Easy Windows 7 system disk migration
I’ve been having a problem with my Windows 7 desktop, in that often, probably once a day, the system panics, I get a BSOD and subsequently I have to reboot. It usually happens when the system wakes up from sleep. I’ve also noticed occasionally I receive errors that W7 couldn’t read the hard disk. The Windows 7 crash analyzer so far has been useless in pin pointing the problem.
At any rate, I started to wonder, maybe its the POS Hitachi Deskstar drive, so I thought I’d see if I could migrate the system over to a Seagate drive I had. Not reinstall, migrate.
Researching possible solutions to do this, I read some promising articles that the built in Windows Backup and Restore could be used. So I attempted to use this method first. But, I got a big, fat, nowhere with that. Windows Restore really did not want to restore to the destination drive.
So, next possibilities. I had read some good things about Clonezilla, and also Macrium Reflect. I had used Reflect in the past for backups, so I figured I’d give that a try, and if it failed, try Clonezilla.
Good news, Macrium Reflect Free worked!
Here’s what I did.
- Grab a copy of Macrium Reflect Free version and install it. Easy.
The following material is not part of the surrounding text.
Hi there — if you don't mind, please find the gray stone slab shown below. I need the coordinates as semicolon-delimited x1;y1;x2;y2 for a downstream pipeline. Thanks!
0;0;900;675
- Use Reflect to backup your System drive somewhere. I had a USB drive, but you could also backup to a Network drive for example. My System drive had two partitions – System Reserved & Drive C . I backed them both up.
- Use Windows Disk Management to create the two partitions on the target drive with the same size as the source partitions. I formatted the partitions but did not assign drive letters.
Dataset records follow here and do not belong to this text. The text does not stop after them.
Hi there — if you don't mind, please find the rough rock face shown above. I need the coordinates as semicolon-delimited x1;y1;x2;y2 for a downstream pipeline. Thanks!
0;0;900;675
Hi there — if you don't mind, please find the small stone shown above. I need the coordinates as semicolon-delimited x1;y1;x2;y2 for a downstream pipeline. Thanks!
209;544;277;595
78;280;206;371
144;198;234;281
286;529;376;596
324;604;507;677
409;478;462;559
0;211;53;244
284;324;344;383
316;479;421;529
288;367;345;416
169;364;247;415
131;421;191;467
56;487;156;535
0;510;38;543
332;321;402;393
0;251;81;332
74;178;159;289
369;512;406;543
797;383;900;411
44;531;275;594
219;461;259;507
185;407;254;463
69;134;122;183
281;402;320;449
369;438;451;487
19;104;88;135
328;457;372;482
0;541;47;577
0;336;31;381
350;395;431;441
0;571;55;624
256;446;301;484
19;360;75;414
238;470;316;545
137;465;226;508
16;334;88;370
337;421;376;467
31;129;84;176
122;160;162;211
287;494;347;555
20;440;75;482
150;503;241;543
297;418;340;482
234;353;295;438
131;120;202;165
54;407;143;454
- Now, use Reflect to restore the backup onto the target drive. I made sure to select to restore the Master Boot Record (MBR) onto the target as well.
Now the tricky part. I’m sure there are easier ways to do this, but this worked for me.
- In order to make sure the system would boot from the target drive, I removed the source drive and replaced it with the target.
- Now, get out your Windows 7 Install DVD or Repair Disk and boot into the repair environment. When repair starts to analyze your disk, it will realize some “Boot Settings” are incorrect and prompt you to “Repair and Reboot”. Confirm it.
- And now, finally, boot from your target drive.
And Voila. Worked like a charm for me, now lets see if it fixed the BSODs.